Since 2012, Riverkeeper and our partners have gathered hundreds of water samples in this, the largest tributary watershed in the tidal reach of the Hudson. This year, we’re excited to be opening a new lab and satellite office space in the Hudson River Maritime Museum‘s East Gallery, at the Hudson Riverport in Kingston. Capt. John Lipscomb will no longer process the samples gathered by community scientists in our lab aboard the patrol boat, and Chad will join our community science team, gathering the two monthly samples John had previously gathered by boat. (John will continue working with Lamont Doherty Earth Observatory and CUNY Queens College to gather the 74 samples drawn monthly from the Hudson River Estuary, continuing the project launched in 2008.)
Shifting the community science lab work from the boat to our Riverport lab will allow Capt. John Lipscomb more flexibility to patrol the Hudson, while providing our water quality program with greater capacity for processing samples from community partners in the region. This sampling season, we expect to gather additional fecal contamination samples in support of pollution source-tracking projects in the Wallkill River and Rondout Creek; to gather additional samples to measure tracers of wastewater effluent, and compounds associated with pharmaceuticals, personal care products and pesticides; and to work with the Wallkill River Watershed Alliance to use our community science model to gather information about algae, nutrients or other relevant water quality parameters.
Funding for aspects of this effort come from the Hudson River Estuary Program, the Hudson River Improvement Fund of the Hudson River Foundation, the Leon Lowenstein Foundation, Philipp Family Foundation, IDEXX, and many individual Riverkeeper members and donors.

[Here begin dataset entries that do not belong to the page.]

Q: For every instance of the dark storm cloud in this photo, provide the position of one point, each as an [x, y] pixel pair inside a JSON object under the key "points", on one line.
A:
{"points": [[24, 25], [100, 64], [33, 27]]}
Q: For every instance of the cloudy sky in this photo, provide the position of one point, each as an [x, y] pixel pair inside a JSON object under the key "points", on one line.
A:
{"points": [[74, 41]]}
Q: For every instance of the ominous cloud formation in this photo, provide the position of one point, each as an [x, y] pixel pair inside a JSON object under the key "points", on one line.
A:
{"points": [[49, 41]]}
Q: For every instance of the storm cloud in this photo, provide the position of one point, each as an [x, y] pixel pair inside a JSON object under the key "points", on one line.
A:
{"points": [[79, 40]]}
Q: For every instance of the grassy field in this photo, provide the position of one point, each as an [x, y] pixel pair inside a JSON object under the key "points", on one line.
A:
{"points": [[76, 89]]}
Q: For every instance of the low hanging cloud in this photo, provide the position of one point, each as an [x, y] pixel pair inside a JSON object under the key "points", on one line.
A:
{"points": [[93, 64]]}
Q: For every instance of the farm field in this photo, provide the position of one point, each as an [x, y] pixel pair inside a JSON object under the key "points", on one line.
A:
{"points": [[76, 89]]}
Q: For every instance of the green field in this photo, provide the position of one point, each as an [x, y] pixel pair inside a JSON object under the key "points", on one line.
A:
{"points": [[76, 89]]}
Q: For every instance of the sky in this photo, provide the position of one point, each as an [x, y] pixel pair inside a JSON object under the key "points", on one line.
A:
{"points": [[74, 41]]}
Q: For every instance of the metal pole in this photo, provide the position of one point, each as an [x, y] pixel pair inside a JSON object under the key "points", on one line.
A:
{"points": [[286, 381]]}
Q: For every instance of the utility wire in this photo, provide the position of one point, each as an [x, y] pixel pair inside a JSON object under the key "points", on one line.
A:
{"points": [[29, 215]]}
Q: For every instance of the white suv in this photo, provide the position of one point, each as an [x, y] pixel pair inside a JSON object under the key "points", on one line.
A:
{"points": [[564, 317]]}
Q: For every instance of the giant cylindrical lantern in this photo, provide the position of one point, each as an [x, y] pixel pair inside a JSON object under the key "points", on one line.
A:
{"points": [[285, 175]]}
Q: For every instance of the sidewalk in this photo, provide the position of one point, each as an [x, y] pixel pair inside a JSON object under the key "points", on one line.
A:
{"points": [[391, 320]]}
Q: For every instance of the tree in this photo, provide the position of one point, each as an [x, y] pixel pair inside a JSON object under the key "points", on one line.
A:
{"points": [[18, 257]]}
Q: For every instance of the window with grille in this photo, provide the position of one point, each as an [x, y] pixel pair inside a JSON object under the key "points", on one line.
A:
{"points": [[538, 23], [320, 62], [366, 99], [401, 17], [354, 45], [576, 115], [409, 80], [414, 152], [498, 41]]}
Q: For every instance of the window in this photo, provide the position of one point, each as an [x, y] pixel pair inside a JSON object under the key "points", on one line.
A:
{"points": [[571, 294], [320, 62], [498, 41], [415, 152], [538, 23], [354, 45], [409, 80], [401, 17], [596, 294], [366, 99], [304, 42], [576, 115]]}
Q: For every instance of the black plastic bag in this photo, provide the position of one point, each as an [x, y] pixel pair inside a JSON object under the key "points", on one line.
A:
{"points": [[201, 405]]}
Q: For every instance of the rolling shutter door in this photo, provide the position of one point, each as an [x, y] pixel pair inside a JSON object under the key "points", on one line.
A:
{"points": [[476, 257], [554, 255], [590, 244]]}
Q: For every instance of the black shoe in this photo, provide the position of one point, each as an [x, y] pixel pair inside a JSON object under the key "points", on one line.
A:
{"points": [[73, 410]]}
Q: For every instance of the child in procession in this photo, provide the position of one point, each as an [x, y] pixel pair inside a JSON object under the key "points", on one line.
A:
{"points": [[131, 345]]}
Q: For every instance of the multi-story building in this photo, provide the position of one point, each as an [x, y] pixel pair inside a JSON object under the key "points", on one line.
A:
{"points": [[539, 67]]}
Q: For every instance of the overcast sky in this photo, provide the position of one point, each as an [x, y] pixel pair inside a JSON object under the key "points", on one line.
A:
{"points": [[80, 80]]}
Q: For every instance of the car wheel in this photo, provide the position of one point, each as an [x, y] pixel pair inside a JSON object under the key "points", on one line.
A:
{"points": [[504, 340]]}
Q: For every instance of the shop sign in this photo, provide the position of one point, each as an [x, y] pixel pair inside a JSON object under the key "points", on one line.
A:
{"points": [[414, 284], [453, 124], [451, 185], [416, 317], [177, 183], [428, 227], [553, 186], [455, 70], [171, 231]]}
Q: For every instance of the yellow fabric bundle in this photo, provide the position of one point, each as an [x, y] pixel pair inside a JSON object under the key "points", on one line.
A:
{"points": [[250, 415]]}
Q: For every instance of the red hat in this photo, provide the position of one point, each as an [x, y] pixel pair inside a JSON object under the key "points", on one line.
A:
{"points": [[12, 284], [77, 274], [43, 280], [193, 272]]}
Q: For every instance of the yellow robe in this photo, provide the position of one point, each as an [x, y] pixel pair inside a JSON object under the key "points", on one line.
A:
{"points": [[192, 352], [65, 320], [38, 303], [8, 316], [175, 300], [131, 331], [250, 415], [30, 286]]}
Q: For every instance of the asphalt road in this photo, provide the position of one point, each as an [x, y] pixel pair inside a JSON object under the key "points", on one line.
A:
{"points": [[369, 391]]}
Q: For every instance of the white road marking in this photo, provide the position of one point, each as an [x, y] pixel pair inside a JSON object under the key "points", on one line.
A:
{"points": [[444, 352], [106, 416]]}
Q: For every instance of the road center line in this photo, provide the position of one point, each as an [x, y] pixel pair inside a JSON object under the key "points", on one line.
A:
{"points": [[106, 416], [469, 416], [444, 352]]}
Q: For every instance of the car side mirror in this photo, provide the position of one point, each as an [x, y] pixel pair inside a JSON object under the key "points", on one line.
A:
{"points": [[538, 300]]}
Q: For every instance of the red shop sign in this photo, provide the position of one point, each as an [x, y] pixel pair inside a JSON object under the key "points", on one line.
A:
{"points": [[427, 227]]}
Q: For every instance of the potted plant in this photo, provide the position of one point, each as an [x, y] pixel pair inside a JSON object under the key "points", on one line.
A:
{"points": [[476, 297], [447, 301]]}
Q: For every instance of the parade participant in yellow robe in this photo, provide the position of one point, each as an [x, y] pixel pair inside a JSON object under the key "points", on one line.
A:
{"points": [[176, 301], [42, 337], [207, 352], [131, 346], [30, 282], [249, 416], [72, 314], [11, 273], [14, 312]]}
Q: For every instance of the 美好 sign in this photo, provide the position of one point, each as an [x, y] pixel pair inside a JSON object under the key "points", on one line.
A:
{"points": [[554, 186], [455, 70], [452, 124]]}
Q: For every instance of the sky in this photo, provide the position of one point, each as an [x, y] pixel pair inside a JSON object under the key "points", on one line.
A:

The gift from the Hudson River Improvement Fund is particularly poignant, coming in the fund’s last round of gifts, 30 years after being established as a result of a case the Hudson River Fishermen’s Association brought against Exxon for the polluting practices of its tankers near Port Ewen. It was the same case that established the Riverkeeper program, inaugurating our patrol boat presence on the water.
Look for the boat on patrol, and look for the Water Quality Program team and other Riverkeeper staff at the Hudson Riverport in Kingston. See you on the water!